As a non-profit, you really don’t have time NOT to fund raise. It’s all about prioritizing your time and realizing that building relationships is critical to helping you carry out your mission.
- Everyone that gives wants their name on something.
Not true. Each donor decides how they want to be recognized. While some thrive on the recognition, some prefer to remain anonymous. Never assume you know what they want until you ask them.
- The “ask” needs to be perfect.
It’s hard to know what perfect means, but we do know that authentic, personal and heartfelt will do the trick nearly every time.
- Great volunteers will leave if we ask a lot of them.
It’s likely the opposite is true. Your volunteers’ time is valuable and they want to know they are making a difference in your organization. Maximize your volunteer’s engagement and satisfaction by making it clear what you need from them. There’s nothing worse than showing up and having nothing to do.
- People give money based on how much they have (their capacity).
If the wealthiest person in town knows nothing (or doesn’t care) about your organization, it doesn’t matter. A donor gives based on how much they care (their interest). (Read more.)
- A prospective donor’s “no” means no.
Not always. Often it means “not now” or “not yet.” They may just need more education and cultivation to increase how much they care. (See #9) And yes, we have a blog for that, too.

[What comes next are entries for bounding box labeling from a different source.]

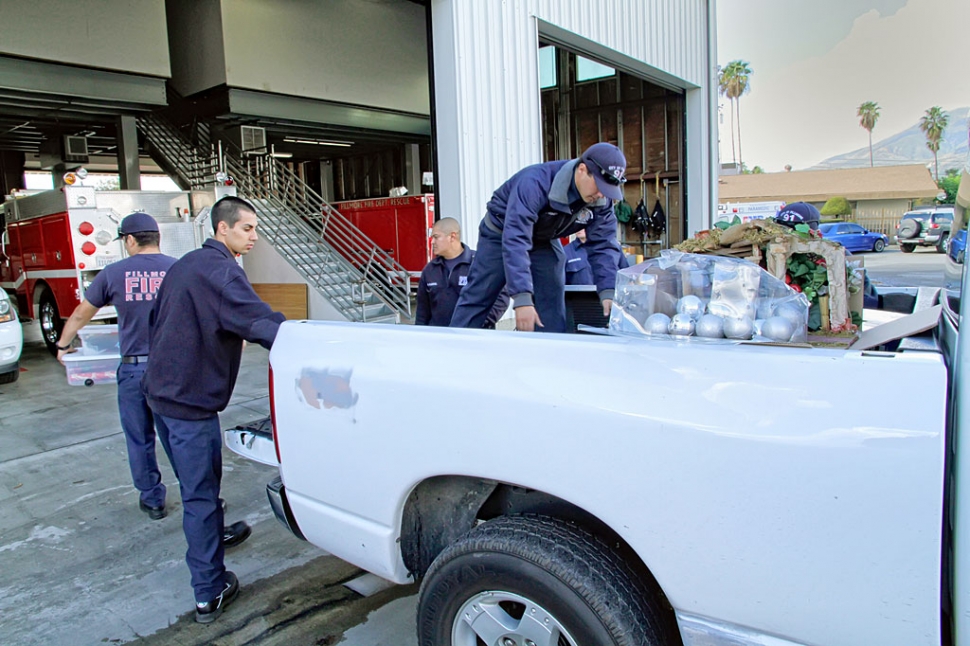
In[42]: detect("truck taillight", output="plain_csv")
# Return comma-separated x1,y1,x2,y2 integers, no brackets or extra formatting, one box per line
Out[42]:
269,364,283,464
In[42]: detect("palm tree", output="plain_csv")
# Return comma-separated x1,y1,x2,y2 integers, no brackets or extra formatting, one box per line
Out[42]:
919,105,950,182
718,59,753,167
717,66,738,164
856,101,880,168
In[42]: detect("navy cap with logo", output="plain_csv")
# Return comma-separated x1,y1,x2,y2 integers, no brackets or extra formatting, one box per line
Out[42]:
579,142,626,200
115,211,158,240
775,202,822,229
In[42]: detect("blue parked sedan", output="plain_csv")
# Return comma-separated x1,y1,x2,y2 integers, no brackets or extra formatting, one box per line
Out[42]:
946,229,967,265
818,222,889,253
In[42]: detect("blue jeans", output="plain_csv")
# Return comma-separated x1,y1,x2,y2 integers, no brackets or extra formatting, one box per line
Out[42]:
155,413,226,602
451,221,566,332
117,363,171,507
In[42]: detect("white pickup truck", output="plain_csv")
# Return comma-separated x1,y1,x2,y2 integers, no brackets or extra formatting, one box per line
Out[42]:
226,169,970,646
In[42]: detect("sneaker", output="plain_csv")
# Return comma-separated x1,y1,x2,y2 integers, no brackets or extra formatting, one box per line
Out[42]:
138,500,168,520
195,570,239,624
222,520,253,547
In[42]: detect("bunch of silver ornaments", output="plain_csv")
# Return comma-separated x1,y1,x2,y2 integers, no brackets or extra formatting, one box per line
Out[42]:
772,303,808,334
667,314,694,336
694,314,724,339
724,316,754,341
677,294,704,321
761,316,796,341
643,312,670,334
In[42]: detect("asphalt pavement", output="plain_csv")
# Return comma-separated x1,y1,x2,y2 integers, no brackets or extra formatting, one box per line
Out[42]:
0,247,945,646
853,245,946,289
0,326,416,646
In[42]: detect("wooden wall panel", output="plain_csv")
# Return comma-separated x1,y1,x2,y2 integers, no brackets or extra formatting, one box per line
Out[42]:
253,283,309,320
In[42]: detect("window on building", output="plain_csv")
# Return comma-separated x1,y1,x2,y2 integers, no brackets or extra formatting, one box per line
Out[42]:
539,45,556,90
576,56,616,83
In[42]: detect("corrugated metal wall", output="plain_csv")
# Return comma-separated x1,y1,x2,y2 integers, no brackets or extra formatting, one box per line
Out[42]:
432,0,716,245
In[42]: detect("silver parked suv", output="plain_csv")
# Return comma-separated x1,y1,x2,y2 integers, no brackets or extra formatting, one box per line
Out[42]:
896,206,953,253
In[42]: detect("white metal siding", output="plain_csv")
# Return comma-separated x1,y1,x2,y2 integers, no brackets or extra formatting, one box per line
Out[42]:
432,0,716,245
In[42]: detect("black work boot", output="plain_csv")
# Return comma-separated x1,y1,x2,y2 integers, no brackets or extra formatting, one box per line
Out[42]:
195,570,239,624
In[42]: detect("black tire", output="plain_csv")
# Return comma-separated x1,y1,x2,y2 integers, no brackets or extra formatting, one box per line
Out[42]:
418,516,680,646
40,287,64,357
896,220,923,240
0,363,20,384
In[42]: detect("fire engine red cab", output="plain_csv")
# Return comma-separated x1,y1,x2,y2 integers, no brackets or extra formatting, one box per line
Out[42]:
0,186,200,353
333,194,434,287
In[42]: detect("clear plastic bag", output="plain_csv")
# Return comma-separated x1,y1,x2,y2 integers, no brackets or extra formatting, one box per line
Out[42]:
609,250,809,343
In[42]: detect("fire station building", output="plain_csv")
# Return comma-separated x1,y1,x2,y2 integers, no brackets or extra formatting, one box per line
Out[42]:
0,0,717,320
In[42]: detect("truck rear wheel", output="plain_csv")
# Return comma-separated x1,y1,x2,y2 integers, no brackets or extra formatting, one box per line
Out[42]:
418,516,679,646
40,287,64,357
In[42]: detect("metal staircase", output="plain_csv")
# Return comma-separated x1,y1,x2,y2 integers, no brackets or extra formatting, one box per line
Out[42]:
138,113,411,322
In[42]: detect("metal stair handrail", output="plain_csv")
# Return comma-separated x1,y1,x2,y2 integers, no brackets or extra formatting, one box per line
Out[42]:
220,145,411,320
138,113,411,321
137,113,218,190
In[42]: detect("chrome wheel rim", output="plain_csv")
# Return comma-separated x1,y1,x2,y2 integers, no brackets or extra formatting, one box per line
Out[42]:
451,590,578,646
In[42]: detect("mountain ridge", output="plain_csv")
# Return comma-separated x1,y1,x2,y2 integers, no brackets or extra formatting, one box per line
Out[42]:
804,107,970,176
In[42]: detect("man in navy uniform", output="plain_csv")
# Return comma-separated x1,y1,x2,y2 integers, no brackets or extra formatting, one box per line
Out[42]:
142,197,284,623
562,229,630,285
451,142,626,332
414,218,509,328
57,213,175,520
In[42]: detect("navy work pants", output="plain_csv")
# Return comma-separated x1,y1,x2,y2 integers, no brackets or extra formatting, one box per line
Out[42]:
451,221,566,332
155,413,226,602
117,363,172,507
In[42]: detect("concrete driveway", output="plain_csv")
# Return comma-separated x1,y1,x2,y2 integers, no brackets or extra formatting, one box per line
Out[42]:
0,328,416,646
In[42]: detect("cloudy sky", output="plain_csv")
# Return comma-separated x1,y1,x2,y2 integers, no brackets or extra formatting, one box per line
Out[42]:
717,0,970,172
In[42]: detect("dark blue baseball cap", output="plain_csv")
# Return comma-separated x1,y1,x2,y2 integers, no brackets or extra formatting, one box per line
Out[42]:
115,211,158,240
579,142,626,200
775,202,822,229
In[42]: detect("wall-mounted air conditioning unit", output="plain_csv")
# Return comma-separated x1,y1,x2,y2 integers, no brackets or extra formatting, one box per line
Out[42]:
239,126,266,153
64,135,88,163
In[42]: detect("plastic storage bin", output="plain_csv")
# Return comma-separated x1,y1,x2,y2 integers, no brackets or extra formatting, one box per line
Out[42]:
77,325,121,355
64,325,121,386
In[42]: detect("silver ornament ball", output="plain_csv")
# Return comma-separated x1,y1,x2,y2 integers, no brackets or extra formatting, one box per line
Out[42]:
772,303,808,330
761,316,795,341
667,314,694,336
643,312,670,334
724,316,754,341
694,314,724,339
677,294,704,321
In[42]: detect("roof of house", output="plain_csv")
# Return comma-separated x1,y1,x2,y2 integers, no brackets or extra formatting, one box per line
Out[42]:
718,164,940,202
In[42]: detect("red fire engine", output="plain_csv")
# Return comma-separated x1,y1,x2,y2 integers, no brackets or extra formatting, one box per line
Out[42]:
0,186,204,354
333,194,434,287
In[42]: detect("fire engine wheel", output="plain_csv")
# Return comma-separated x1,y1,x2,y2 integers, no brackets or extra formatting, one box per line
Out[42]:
40,288,64,357
0,363,20,384
418,516,679,646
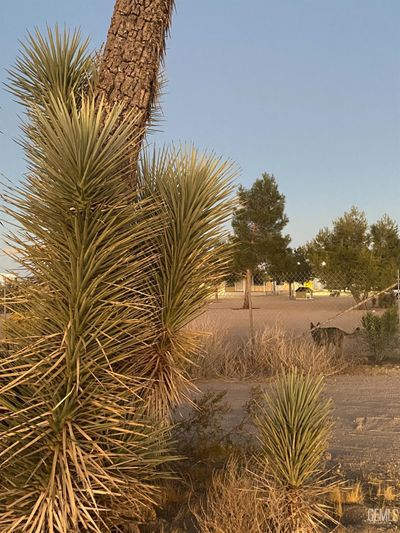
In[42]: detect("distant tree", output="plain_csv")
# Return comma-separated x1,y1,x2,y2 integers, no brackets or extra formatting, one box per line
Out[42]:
284,246,314,296
232,173,290,309
307,207,400,302
370,215,400,290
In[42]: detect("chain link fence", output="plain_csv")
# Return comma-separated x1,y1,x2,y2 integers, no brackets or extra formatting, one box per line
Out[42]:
218,271,400,307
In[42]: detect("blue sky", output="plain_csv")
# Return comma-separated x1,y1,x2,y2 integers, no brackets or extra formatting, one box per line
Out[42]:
0,0,400,270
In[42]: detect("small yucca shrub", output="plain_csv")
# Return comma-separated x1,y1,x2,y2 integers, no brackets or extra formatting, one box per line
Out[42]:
256,369,332,533
361,307,400,363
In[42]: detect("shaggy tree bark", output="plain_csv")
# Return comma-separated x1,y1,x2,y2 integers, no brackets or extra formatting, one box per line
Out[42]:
97,0,175,182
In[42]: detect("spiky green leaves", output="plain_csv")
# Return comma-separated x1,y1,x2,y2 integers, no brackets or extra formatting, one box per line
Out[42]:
257,370,332,488
8,26,97,113
138,147,236,412
0,30,175,533
256,370,337,533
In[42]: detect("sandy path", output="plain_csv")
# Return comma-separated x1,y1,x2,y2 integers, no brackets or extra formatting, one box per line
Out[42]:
198,295,365,336
197,369,400,474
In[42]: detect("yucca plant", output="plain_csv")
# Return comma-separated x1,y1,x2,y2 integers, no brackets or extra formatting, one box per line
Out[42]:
256,370,334,533
138,146,235,416
0,32,175,533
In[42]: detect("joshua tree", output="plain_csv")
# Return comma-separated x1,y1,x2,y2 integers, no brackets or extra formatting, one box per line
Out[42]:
0,28,232,533
97,0,175,180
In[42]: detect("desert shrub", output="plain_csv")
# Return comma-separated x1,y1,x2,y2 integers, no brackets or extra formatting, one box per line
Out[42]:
378,291,396,309
190,322,345,379
361,307,399,363
256,369,333,533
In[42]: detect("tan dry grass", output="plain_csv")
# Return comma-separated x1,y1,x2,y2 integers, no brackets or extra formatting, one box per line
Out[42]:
190,320,346,379
194,457,272,533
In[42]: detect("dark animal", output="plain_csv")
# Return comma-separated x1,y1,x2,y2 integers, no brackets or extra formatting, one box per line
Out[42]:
310,322,360,353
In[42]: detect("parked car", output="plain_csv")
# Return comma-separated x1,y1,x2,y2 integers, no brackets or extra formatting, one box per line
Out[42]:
295,287,313,300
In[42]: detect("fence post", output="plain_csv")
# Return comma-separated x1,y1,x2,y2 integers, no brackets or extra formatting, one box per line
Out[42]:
396,268,400,323
3,277,7,320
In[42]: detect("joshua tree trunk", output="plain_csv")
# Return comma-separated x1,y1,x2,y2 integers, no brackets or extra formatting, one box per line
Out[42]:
97,0,175,183
243,269,251,309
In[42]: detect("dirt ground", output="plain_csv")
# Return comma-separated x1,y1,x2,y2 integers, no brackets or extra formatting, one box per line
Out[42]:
198,294,365,336
197,367,400,479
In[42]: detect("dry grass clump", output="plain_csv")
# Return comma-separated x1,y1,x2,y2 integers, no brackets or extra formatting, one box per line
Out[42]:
191,321,345,379
195,457,272,533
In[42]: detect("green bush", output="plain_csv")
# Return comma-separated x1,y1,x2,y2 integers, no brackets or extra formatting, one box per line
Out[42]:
256,370,335,533
362,307,399,363
378,291,396,309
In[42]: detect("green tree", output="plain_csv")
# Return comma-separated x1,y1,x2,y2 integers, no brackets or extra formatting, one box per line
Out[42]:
284,246,314,296
308,207,374,302
232,173,290,309
307,207,400,302
370,215,400,290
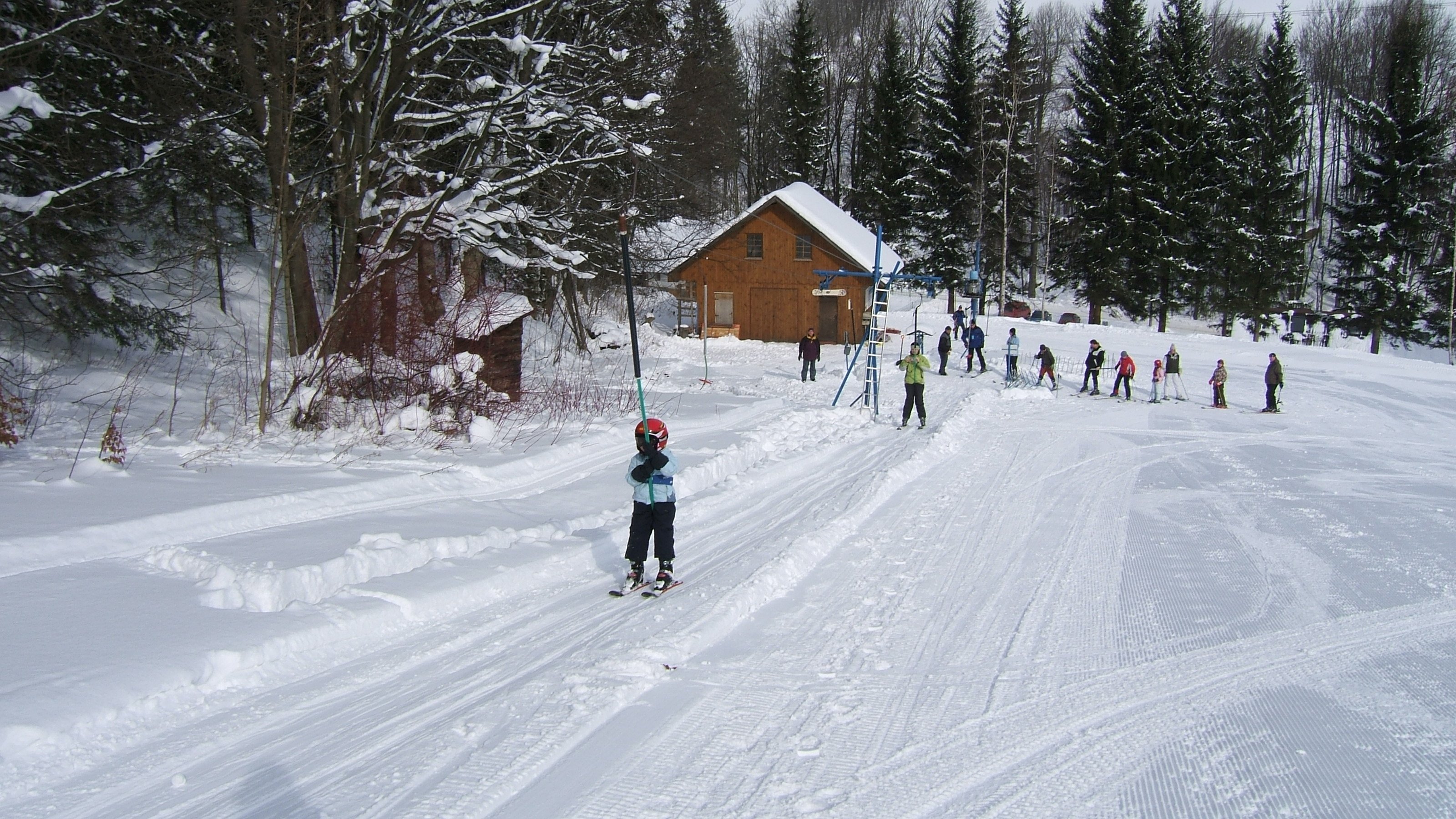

- Send a letter to Bill Gates. Or Warren Buffett. Or Oprah. Because they’re rich, they’ll definitely want to give to your campaign.
- It (capital campaign/project) always happens as planned!
Wouldn’t that be nice? It never does. Life doesn’t happen as planned, and neither does a capital campaign. Be flexible. Plan for the worst, work for the best, and always be prepared that something is going to change.
- We have firm quotes for construction. We don’t need a contingency.
Always have a contingency. Always. (See #12.)
- I’ve got a great contractor, he says he can begin immediately and beat the time schedule.
We’ve worked with many a great contractor and appreciate their expertise, but rarely (if ever) does anyone…even the greatest…beat the time schedule.